July; a very warm dry month, max temperature of 35’C, often 15’C overnight minimum. No rain until 28th/29th when we had one wet and windy day and night! The warm dry weather was great as far as opening the garden for charity visitors was concerned but a few showers would have done a lot of good for the plants and grass, which had brown patches by the end of the month. Roses, Hemerocallis, penstemons, hardy geraniums, clematis, honeysuckle, agapanthus, agapanthus, lilies, eucomis and cardoons all did well despite the drought conditions. Hanging baskets of trailing geraniums, pots and troughs all looked good. Flowers went over fairly quickly, but we managed to keep everything blooming with copious watering and deadheading.
August; continuing fairly warm - although cooler in relative terms, with a few changeable days with showers mid-month, until the Bank Holiday weekend which was wet, windy and cold! A bumper crop of damsons was harvested, and many were made into jam! the Victoria plum crop was poor, although we enjoyed the few that we picked. The echinacea’s, fuchsia’s, canna’s and helenium’s all gave good colour. Not a lot of jobs to do this month apart from mowing and deadheading.
September; the weather continued to be mainly dry and warm, with a little hiccup mid-month and cooler towards the end. The hanging baskets, planted mainly with geraniums did very well all through the summer, flowering well until the end of the month when they were taken down, and cuttings taken. All the late summer/early autumn flowering perennials flowered well, with the helianthus, Rudbekias and salvias being particularly good. In some beds the crocosmia were beginning to take over so they were thinned out. Kaffir lilies (or hesperanthus as I think they are now supposed to be called) started flowering later in the month bringing very welcome splashes of colour.

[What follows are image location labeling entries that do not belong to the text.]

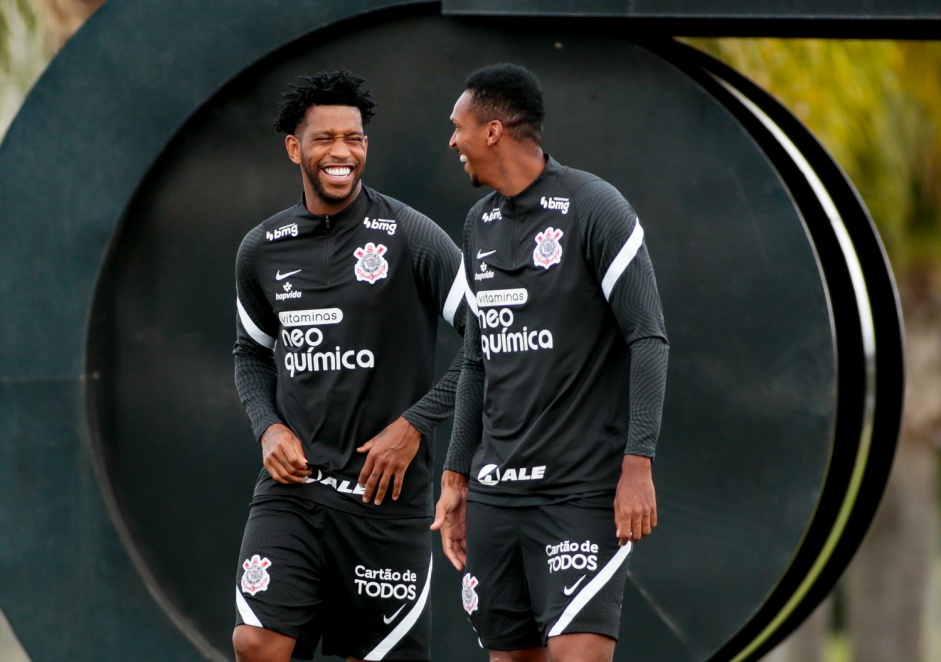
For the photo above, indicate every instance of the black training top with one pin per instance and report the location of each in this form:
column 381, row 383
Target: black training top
column 336, row 329
column 565, row 352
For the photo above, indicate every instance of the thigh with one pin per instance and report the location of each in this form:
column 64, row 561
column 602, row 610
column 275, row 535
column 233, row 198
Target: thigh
column 279, row 576
column 577, row 570
column 381, row 579
column 494, row 590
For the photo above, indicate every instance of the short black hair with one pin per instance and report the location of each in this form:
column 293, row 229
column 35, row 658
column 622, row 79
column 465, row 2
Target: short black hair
column 340, row 88
column 511, row 94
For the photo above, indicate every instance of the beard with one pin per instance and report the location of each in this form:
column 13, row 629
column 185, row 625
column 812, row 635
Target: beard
column 312, row 176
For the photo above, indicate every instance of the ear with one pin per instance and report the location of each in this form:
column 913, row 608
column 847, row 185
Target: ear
column 293, row 145
column 494, row 132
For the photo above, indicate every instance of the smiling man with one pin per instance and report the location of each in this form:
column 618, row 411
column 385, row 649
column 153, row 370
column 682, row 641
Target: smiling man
column 338, row 302
column 548, row 479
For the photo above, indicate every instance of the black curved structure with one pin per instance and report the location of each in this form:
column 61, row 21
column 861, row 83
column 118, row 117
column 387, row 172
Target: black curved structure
column 126, row 464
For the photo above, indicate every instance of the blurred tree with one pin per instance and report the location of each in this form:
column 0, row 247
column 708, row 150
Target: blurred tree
column 876, row 106
column 31, row 32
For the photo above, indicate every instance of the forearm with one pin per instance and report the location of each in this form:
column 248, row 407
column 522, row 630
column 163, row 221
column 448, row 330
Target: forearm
column 256, row 380
column 469, row 404
column 438, row 404
column 648, row 386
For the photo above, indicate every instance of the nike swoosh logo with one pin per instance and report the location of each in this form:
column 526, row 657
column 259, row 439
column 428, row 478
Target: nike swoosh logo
column 389, row 619
column 281, row 276
column 568, row 590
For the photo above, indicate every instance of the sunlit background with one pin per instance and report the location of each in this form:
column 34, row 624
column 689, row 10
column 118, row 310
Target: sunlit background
column 876, row 106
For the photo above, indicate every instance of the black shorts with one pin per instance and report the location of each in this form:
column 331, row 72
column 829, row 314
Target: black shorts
column 360, row 584
column 540, row 571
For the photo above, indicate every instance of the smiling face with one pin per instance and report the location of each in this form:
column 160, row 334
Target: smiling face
column 470, row 139
column 330, row 147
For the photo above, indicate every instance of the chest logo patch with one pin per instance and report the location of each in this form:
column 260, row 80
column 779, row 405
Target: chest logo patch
column 370, row 263
column 548, row 250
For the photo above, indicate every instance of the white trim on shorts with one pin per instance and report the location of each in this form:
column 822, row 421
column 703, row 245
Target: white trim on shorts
column 248, row 616
column 589, row 590
column 405, row 624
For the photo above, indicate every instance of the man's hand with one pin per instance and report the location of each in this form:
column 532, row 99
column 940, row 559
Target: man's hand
column 451, row 517
column 388, row 455
column 283, row 455
column 635, row 503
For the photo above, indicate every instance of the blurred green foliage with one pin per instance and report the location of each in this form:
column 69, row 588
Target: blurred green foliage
column 24, row 54
column 876, row 106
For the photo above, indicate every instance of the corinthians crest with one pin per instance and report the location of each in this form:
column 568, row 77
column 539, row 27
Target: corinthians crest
column 370, row 265
column 468, row 594
column 256, row 577
column 548, row 250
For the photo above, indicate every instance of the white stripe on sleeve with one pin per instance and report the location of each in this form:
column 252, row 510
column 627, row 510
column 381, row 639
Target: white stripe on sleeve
column 248, row 616
column 588, row 592
column 257, row 334
column 468, row 294
column 454, row 296
column 622, row 259
column 407, row 623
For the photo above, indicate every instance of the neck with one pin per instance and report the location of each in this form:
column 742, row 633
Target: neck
column 519, row 169
column 320, row 207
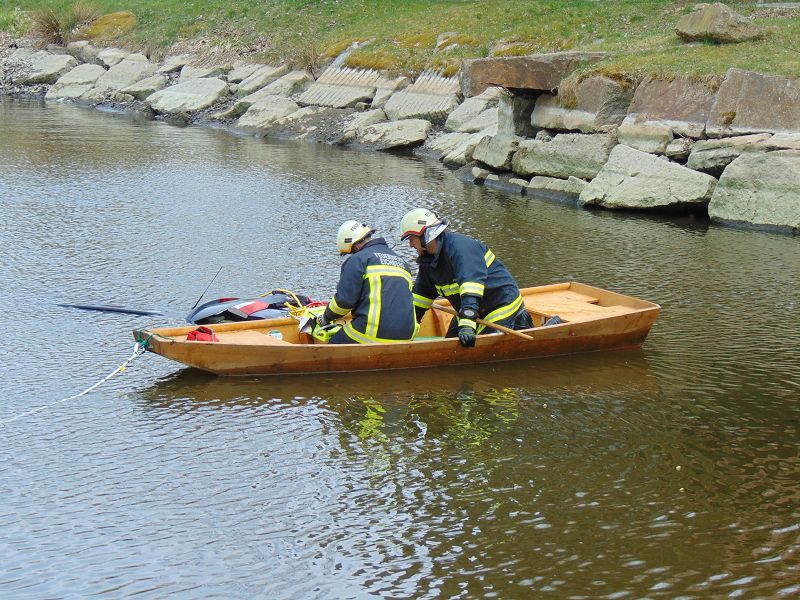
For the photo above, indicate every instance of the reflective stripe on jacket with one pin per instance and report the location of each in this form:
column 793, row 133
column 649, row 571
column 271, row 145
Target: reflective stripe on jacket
column 468, row 274
column 375, row 286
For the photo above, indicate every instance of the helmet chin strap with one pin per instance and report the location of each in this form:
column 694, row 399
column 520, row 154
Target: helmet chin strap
column 433, row 232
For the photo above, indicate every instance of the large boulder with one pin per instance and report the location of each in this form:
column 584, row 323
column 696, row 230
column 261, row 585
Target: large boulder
column 680, row 103
column 597, row 104
column 77, row 82
column 749, row 102
column 760, row 189
column 497, row 151
column 636, row 180
column 566, row 155
column 718, row 23
column 542, row 72
column 189, row 96
column 471, row 109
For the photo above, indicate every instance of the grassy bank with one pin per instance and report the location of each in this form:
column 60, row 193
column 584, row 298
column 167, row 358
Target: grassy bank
column 403, row 34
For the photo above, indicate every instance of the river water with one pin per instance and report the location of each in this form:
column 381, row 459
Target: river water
column 670, row 471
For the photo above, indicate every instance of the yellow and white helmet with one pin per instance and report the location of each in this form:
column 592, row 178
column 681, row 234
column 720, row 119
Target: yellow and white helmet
column 423, row 223
column 351, row 232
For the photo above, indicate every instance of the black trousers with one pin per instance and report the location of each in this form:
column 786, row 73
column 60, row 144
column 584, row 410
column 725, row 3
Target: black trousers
column 522, row 320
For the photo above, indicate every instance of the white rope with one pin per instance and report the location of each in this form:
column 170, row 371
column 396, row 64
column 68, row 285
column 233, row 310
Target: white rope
column 138, row 350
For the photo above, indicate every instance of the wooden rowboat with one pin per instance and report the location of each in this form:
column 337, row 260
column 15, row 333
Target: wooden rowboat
column 595, row 319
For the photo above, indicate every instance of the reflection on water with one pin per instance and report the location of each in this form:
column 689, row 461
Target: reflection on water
column 662, row 472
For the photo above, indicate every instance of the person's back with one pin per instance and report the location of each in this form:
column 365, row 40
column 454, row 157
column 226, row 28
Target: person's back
column 466, row 272
column 375, row 287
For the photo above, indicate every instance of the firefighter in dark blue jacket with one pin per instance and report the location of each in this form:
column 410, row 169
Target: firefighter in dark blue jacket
column 464, row 271
column 375, row 286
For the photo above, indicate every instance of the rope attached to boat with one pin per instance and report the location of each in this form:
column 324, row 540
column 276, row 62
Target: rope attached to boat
column 138, row 349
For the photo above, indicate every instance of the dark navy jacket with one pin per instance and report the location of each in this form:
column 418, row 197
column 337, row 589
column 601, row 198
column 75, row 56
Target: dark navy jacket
column 375, row 286
column 468, row 274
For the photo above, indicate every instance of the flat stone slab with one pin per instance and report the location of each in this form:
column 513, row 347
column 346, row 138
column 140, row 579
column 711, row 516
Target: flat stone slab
column 174, row 63
column 189, row 96
column 637, row 180
column 190, row 71
column 532, row 72
column 41, row 66
column 566, row 155
column 649, row 136
column 395, row 134
column 571, row 187
column 77, row 82
column 263, row 115
column 431, row 97
column 143, row 89
column 340, row 87
column 111, row 56
column 128, row 71
column 290, row 84
column 261, row 77
column 760, row 189
column 749, row 102
column 241, row 72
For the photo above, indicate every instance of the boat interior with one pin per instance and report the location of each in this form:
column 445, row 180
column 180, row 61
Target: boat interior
column 571, row 301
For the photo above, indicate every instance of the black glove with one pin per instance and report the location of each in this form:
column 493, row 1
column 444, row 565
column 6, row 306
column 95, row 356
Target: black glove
column 466, row 335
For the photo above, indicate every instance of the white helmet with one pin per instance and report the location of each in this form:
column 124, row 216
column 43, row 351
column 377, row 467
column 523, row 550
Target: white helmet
column 351, row 232
column 423, row 223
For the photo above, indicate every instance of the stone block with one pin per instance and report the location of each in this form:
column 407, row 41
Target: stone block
column 680, row 103
column 542, row 72
column 712, row 156
column 718, row 23
column 600, row 104
column 749, row 102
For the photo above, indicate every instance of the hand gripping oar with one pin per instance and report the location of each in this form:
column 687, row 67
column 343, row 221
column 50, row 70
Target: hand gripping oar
column 451, row 311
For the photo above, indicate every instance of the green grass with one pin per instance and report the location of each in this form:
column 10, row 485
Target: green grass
column 638, row 33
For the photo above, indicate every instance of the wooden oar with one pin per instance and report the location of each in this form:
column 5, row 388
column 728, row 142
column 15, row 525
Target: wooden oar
column 451, row 311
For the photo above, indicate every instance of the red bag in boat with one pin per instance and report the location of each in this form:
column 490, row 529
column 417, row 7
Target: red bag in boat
column 201, row 334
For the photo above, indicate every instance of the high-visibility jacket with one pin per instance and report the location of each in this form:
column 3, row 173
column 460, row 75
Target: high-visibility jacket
column 469, row 275
column 375, row 286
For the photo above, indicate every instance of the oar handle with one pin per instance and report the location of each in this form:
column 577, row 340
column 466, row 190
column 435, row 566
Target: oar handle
column 451, row 311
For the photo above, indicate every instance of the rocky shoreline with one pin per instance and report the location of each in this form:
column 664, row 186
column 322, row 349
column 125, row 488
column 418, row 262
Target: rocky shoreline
column 520, row 124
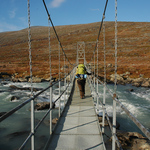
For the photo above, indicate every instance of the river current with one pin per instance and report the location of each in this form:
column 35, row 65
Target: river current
column 15, row 129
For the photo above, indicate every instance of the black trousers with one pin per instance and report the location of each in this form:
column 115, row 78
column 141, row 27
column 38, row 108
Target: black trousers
column 81, row 85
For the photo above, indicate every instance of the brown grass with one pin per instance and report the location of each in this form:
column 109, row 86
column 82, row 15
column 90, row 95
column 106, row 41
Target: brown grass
column 133, row 48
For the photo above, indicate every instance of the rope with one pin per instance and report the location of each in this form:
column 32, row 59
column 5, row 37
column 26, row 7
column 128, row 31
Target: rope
column 55, row 32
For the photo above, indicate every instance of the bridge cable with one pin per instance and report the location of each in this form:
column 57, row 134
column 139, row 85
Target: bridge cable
column 50, row 71
column 56, row 32
column 30, row 63
column 115, row 85
column 100, row 29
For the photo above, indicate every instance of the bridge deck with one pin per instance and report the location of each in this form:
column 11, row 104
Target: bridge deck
column 78, row 127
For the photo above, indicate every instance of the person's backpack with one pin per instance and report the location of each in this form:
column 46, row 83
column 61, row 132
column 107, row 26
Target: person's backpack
column 81, row 69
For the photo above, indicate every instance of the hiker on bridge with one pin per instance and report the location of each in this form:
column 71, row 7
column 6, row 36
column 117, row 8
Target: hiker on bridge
column 81, row 75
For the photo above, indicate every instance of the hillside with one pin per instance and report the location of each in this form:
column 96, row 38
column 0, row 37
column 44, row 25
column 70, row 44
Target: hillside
column 133, row 48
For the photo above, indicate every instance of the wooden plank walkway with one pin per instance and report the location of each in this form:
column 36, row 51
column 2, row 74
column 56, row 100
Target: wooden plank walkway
column 78, row 127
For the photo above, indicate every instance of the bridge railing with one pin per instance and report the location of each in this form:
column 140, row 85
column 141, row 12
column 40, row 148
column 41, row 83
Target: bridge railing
column 114, row 98
column 67, row 85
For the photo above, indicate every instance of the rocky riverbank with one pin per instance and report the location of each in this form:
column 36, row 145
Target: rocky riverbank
column 125, row 79
column 128, row 140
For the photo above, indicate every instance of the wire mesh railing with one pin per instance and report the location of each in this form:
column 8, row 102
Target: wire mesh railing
column 105, row 114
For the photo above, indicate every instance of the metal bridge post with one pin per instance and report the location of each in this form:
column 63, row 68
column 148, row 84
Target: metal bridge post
column 80, row 52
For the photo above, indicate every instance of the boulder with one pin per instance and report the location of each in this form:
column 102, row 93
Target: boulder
column 131, row 90
column 35, row 80
column 2, row 113
column 146, row 83
column 14, row 98
column 138, row 81
column 120, row 79
column 106, row 122
column 133, row 140
column 24, row 88
column 22, row 80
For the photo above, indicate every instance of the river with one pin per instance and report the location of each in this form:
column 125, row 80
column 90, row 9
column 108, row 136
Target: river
column 15, row 129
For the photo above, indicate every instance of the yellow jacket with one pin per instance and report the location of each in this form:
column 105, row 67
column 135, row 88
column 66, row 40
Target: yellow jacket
column 81, row 69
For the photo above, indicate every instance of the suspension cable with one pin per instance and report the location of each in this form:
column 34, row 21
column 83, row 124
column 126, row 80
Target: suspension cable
column 115, row 87
column 56, row 32
column 30, row 63
column 100, row 28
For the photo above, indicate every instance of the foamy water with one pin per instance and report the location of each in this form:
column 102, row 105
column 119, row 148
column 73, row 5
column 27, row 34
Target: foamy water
column 137, row 102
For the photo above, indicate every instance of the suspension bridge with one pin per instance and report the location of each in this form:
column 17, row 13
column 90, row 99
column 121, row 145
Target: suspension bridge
column 78, row 126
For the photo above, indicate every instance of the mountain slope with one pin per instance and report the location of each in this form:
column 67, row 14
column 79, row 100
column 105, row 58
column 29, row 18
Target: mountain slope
column 133, row 48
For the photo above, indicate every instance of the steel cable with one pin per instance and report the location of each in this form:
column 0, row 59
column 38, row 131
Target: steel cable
column 100, row 29
column 56, row 32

October; a very pleasant autumn month, being able to get all the tidying up done that was necessary. A month of good average temperatures by day, cooler nights and mainly dry. The Rudbekias, Fuchsias kaffir lilies, callicarpa berries, ceratostigma and late roses keeping welcome colour around the garden. The hedges were cut for the last time and some trees required a bit of management. The leaf colours were beautiful but had really started falling by the end of the month. Happily, the oak tree produced no acorns this year saving us from having to rake them all up!
November; as we went into the winter the weather continued fairly mild for the time of year, by mid-month we had had some heavy showers and thunder storms with the end of the month going out with grey, wet and windy days. Most of the leaves now down and raked up and stored for leaf mould and we finished putting the garden to bed for the winter, grass was mown for the last time and the tree fern wrapped up. Kaffir lilies, nerines and cyclamen still giving a bit of colour along with a winter clematis on our lower pergola. The sarcococca just starting to flower with its beautiful perfume beginning to waft through the air. Most of the Braeburn apples now picked (and eaten!) – an excellent crop on our small tree this year.
December; the last of the leaves are now down and raked up. We have had some early frosts, and a lot of ‘grey’ days including over the Christmas period. The holly berries have nearly all disappeared already, and undoubtedly enjoyed by our numerous feathered friends. And…………………we have the first signs of things to come in the 2019; buds in the Hellebores and snowdrops, flowers on our white camellia and the first primroses.